El problema de esta intervención laparoscópica es que puede haber quemado el 155 como instrumento coercitivo

COMO en el chiste macabro del tipo que se iba cayendo desde lo alto de un rascacielos, el 155 va bien… por ahora. El resultado final del invento se verá cuando llegue al final, el 21-D: mientras tanto, y al cabo de un mes, la cosa funciona. El «Vietnam administrativo» que temía el Gobierno no se ha producido; no hay emboscadas ni resistencia abierta aunque sí algo de inercia remolona. Nada inquietante, entre otras razones porque la autoridad gubernativa tampoco se ha mostrado especialmente impetuosa. El truco de la convocatoria electoral consistía en que al formularla, la actividad política quedaba reducida a mera rutina, ese trantrán cansino que mejor conviene al estilo marianista. El Estado autoritario y opresor ha comparecido en forma de unos cuantos burócratas muy discretos ante los que nadie puede montar un espectáculo victimista; en vez de desplegar tanquetas en la Diagonal, Interior ha mandado zarpar al execrado barco de Piolín y ha retirado la mitad de los efectivos de Policía. Sin polémicas que atizar ni decisiones de filo que combatir, el independentismo militante se ha hundido en el tedio y la desidia. 

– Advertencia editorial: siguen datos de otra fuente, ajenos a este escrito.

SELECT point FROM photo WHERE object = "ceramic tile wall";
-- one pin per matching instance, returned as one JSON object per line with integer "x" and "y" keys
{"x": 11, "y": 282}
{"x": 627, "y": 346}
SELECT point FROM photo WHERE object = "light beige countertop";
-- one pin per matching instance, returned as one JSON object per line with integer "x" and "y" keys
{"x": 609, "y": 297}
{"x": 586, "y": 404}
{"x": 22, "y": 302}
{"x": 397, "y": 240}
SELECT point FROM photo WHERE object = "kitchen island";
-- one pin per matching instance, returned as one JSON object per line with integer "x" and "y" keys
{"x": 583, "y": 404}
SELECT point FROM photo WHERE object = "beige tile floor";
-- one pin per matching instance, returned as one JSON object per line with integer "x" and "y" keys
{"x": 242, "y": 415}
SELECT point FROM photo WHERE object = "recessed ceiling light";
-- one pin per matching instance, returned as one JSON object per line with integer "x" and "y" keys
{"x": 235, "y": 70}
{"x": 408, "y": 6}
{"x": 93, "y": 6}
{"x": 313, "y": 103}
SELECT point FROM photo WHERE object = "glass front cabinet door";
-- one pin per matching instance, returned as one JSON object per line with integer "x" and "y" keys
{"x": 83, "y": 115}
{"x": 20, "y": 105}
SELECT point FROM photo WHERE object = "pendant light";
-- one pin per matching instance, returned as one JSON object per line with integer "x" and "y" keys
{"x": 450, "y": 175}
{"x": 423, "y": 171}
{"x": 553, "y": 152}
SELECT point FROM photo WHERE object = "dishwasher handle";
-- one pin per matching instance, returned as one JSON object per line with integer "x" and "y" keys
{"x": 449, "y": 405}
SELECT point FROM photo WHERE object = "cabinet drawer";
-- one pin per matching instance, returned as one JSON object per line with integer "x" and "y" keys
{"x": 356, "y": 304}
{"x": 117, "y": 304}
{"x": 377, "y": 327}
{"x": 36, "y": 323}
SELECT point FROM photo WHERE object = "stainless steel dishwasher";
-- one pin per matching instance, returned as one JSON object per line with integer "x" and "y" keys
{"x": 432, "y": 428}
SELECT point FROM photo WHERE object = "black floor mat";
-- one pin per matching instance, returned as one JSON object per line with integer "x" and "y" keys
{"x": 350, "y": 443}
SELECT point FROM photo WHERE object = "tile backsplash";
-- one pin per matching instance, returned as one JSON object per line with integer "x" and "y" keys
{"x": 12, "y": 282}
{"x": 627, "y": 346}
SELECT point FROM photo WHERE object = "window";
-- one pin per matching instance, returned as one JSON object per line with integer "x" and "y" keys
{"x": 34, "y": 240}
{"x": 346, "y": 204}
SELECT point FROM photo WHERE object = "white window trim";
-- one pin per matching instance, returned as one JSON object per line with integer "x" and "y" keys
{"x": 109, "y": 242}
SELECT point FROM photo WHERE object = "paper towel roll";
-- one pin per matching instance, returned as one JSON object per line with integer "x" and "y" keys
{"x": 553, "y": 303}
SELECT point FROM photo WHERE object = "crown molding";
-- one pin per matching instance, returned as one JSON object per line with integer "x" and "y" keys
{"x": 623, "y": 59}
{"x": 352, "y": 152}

El problema de esta intervención laparoscópica de la autonomía catalana consiste en que ha puesto de relieve las limitaciones del artículo 155. De hecho, lo ha quemado como instrumento coercitivo. La razón esencial por la que Rajoy decidió limitar su aplicación al mínimo fue la dificultad de hacerse cargo de la Generalitat sin disolver el cuerpo legislativo: con un Parlament de mayoría soberanista abierto estaba garantizado el descalzaperros político. El presidente zanjó la cuestión convocando elecciones para evitar lo que más detesta, que es meterse en líos, pero esa decisión ha dejado claro que los poderes excepcionales de la Constitución tienen, ante un caso flagrante de rebeldía, escaso recorrido. Al menos mientras los invoque un Gobierno de talante tan tímido o mientras el célebre artículo carezca de su correspondiente desarrollo normativo. Hace tiempo que su aplicación debió ser regulada por ley pero para meterse en un jardín tan escabroso nunca encontró nadie el momento propicio. En esta crisis ha habido que improvisar; sin embargo a partir de ahora el margen de actuación es exiguo. Aunque el autogobierno siempre se puede volver a suspender ante un nuevo desafío, la próxima vez será menester hacerlo sin elecciones y eso implica el coraje de abordar un procedimiento francamente intrusivo. 

La parte positiva del balance provisional es que lo que había hacer se ha hecho, con un razonable aunque trabajoso consenso, y que el ímpetu nacionalista ha zozobrado al primer golpe serio. Su cohesión era mucho más débil de lo que parecía en los momentos críticos de una insurrección que el Estado nunca debió dejar que llegase tan lejos. Quedará para siempre la duda de lo que nos hubiésemos ahorrado de haber procedido a tiempo.